Scanlan off to D.C. to fight pine-beetle epidemic
Ryan Summerlin September 7, 2008
SUMMIT COUNTY ” Rep. Christine Scanlan (D-Summit Cove) is leading a Summit County delegation to Washington D.C. this week in search of federal dollars to help combat the spread of the pine beetle, a problem she believes is turning into a national security issue.
“We’re putting in an emergency request for $200 million over the next three years,” Scanlan said Sunday before leaving for her trip. “I don’t think the federal government fully understands how much of a national issue this is and we’re going to raise their attention.”
In 2007, the pine-beetle infestation grew to 1.5 million acres, and the regional Forest Service expects the spread to continue for at least another three years, affecting millions of additional acres in Colorado and southern Wyoming.
In addition to creating fuel for wildfires, dead or dying lodgepole pines that are susceptible to being blown over threaten the power grid that runs along the Continental Divide, a network that provides electricity for most of the western United States.
“This is way beyond anything that Colorado can handle right now,” Scanlan said. “We need the resources so that we can be proactive and get ahead of this issue.”

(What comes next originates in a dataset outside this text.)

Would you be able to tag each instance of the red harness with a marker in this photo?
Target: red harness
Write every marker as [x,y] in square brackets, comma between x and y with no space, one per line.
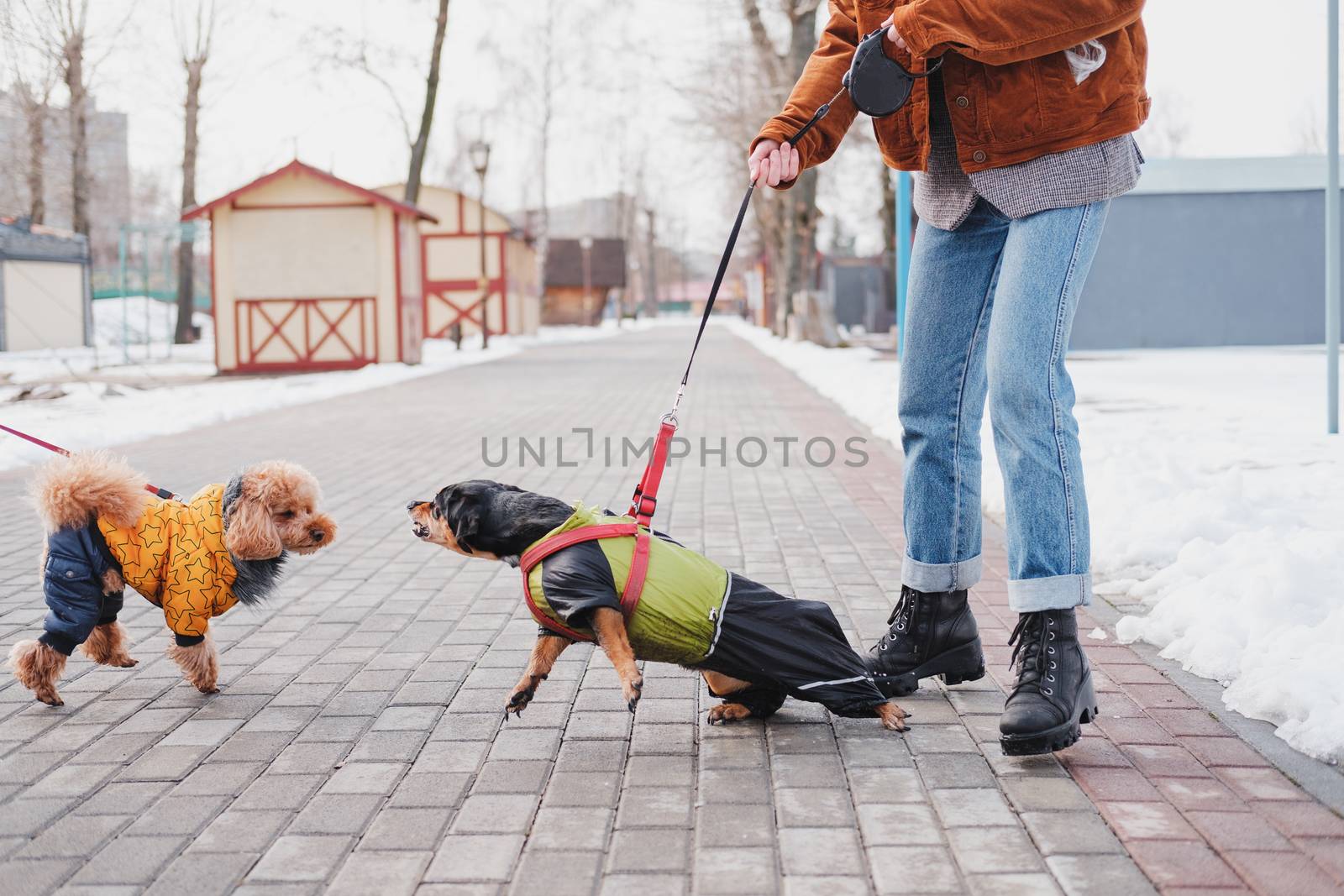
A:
[642,508]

In 2003, a fallen tree on a power line in Ohio caused one of the largest power outages in U.S. history, cutting off electricity to 40 million people in eight northeastern states.
“That blackout was caused by one fallen tree,” Scanlan said. “Up here we have a lot of those ‘one’ trees.”

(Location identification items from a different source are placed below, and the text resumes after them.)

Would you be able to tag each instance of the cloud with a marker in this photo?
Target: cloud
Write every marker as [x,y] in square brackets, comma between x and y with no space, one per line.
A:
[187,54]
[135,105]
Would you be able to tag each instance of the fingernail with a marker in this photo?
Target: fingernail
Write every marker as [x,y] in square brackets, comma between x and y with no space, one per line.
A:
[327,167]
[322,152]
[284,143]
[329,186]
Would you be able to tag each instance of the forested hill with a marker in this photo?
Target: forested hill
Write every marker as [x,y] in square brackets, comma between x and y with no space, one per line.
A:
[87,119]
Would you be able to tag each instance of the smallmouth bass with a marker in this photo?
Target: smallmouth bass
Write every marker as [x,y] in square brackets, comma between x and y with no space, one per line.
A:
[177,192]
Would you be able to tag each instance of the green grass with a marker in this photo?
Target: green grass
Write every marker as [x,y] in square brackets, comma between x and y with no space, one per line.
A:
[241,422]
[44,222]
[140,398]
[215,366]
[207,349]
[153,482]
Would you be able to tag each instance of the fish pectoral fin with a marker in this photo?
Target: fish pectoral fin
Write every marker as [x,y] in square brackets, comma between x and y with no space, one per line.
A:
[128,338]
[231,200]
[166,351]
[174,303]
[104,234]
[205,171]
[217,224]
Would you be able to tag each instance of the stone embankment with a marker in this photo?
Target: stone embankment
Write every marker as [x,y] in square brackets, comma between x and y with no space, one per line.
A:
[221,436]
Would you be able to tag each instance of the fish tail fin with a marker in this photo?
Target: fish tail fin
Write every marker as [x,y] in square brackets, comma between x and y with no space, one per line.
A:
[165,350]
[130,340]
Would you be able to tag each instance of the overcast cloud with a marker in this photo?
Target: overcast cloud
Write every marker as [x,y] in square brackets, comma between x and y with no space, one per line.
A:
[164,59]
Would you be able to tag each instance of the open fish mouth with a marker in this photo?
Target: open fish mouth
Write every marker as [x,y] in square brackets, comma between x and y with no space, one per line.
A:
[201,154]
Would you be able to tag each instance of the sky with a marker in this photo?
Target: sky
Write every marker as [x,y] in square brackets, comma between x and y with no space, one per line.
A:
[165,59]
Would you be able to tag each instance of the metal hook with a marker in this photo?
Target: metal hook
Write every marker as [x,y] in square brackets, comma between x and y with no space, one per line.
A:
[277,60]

Scanlan will be joined on her trip by Colorado state forester Jeff Jahnke and U.S. Forest Service regional forester Rick Cables, who drafted a letter outlining the costs associated with emergency and non-emergency mitigation.

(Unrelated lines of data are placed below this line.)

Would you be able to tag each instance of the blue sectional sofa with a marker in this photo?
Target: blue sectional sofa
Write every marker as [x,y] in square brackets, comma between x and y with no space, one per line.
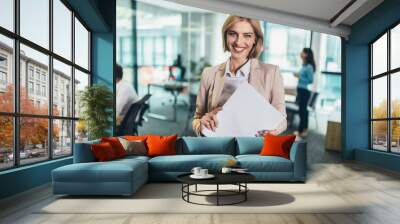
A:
[125,176]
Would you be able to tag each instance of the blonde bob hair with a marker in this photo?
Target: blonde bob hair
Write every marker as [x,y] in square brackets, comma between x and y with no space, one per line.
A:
[259,45]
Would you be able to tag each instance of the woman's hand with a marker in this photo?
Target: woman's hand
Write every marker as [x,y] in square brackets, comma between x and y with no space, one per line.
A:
[264,132]
[209,120]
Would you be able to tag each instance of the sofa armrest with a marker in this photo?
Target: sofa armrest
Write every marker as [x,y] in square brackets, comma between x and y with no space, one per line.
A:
[83,152]
[298,155]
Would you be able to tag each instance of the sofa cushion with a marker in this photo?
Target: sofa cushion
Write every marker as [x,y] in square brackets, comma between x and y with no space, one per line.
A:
[185,163]
[111,171]
[277,145]
[257,163]
[116,145]
[249,145]
[161,145]
[103,152]
[83,152]
[134,147]
[209,145]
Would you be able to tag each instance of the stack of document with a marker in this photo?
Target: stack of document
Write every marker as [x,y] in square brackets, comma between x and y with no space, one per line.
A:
[244,114]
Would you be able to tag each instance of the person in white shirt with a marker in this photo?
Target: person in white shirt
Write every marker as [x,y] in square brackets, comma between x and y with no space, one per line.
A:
[126,95]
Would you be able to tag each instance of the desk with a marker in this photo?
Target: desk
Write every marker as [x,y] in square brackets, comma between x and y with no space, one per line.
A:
[175,88]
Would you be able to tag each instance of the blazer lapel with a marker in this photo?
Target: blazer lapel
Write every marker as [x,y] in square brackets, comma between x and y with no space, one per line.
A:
[218,85]
[256,77]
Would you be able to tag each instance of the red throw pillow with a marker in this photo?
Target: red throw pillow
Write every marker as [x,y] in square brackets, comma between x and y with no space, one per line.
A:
[277,145]
[161,145]
[116,145]
[135,137]
[103,152]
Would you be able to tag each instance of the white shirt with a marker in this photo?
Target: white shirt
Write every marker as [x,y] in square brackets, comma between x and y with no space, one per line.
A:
[126,96]
[232,82]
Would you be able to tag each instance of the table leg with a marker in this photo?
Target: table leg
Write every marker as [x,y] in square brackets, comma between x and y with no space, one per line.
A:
[245,192]
[175,105]
[217,194]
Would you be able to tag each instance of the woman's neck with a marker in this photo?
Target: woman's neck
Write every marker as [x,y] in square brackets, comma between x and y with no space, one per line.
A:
[236,63]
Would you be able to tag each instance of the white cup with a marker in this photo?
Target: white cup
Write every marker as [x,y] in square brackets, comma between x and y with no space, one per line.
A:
[196,171]
[226,170]
[203,172]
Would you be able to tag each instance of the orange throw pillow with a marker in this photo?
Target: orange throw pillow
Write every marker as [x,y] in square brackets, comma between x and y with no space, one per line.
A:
[277,145]
[135,137]
[161,145]
[103,152]
[116,145]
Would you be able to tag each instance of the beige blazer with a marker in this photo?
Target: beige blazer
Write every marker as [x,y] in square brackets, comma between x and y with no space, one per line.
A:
[265,78]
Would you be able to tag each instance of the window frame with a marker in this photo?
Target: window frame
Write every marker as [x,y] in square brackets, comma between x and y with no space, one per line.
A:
[388,74]
[16,115]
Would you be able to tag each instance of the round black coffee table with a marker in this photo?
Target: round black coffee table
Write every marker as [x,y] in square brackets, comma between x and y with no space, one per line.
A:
[238,179]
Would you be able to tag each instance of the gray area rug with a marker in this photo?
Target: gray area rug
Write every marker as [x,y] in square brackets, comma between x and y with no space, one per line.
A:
[166,198]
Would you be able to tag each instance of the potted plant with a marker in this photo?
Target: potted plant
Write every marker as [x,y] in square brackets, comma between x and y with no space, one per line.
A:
[96,103]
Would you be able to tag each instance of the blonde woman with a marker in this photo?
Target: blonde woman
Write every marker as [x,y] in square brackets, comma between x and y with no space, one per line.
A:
[243,38]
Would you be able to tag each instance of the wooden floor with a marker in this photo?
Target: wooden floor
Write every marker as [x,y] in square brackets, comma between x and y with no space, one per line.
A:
[379,190]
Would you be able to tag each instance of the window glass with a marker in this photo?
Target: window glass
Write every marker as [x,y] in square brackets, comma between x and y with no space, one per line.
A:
[31,58]
[6,142]
[62,29]
[379,98]
[62,89]
[395,47]
[62,138]
[379,135]
[395,136]
[81,45]
[34,144]
[379,56]
[7,14]
[34,21]
[6,74]
[81,82]
[395,95]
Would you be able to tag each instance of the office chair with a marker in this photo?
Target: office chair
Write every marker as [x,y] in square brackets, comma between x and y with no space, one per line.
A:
[293,109]
[191,109]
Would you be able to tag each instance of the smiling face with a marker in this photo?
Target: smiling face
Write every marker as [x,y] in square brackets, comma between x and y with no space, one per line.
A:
[240,39]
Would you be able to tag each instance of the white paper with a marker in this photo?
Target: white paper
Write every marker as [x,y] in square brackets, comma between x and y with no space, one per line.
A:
[244,114]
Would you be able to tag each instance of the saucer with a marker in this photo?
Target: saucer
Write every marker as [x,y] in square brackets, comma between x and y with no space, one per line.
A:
[208,176]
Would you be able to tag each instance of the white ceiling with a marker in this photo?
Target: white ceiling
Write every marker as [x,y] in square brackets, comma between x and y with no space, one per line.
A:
[320,9]
[313,15]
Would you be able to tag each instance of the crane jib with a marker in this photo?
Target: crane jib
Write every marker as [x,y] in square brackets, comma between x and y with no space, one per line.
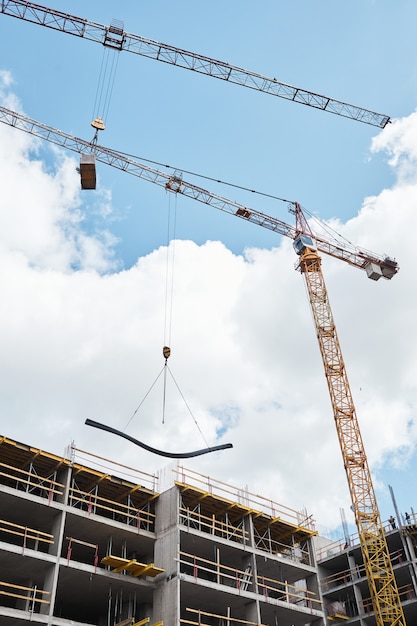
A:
[115,37]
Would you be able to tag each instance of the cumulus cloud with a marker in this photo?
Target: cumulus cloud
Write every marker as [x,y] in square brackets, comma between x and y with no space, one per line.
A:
[82,337]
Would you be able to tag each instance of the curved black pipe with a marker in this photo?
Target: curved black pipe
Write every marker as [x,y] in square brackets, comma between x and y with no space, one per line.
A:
[170,455]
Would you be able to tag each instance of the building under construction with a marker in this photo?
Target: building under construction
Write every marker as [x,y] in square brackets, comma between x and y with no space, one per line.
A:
[84,546]
[113,546]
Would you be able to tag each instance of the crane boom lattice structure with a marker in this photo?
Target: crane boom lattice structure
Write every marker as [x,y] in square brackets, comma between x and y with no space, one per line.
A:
[376,557]
[382,584]
[115,37]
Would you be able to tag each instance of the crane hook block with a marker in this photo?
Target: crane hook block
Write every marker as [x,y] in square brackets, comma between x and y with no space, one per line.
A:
[98,124]
[88,171]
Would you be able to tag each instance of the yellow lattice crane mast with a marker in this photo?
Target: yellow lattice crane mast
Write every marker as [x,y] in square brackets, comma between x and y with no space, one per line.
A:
[376,558]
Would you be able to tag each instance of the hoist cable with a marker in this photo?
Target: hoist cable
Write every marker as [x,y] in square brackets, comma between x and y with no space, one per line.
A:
[164,393]
[110,85]
[100,79]
[144,398]
[189,410]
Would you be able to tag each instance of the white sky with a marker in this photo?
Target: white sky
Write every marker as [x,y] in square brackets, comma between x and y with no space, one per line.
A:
[82,322]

“I am not naive enough to think they are going to write us a check right on the spot,” Scanlan said. “But we are going to put it in front of them and give them a chance to do something different. It’s time to start taking action now.”
Of the $200 million being requested, roughly half would be devoted to wildfire mitigation, and the remaining funds would help cut down trees that pose a threat to public safety and existing structures.
“I think $200 million isn’t even close to what we need,” Sen. Dan Gibbs (D-Summit County) said. “If you look at the costs of doing just minor thinning projects, it is substantial. We need to get more federal funds earmarked for Colorado.”
Gibbs and Scanlan ” who chair and co-chair the interim wildfire committee ” have been working together outside of the legislative session to bring state and national attention to the pine beetle epidemic, a problem that is now firmly rooted in Summit County.
Last year Gibbs was able to procure $1 million for local forest mitigation, and earlier this year Scanlan helped him introduce the Colorado Forest Restoration Act of 2008, which seeks further grant funding for forest restoration projects that protect critical watersheds.
“This county is the epicenter for the risk we know is out there,” county commissioner Thomas Davidson said. “We are smart enough to know the danger is high and we shouldn’t have to wait for a disaster to happen before we get help.”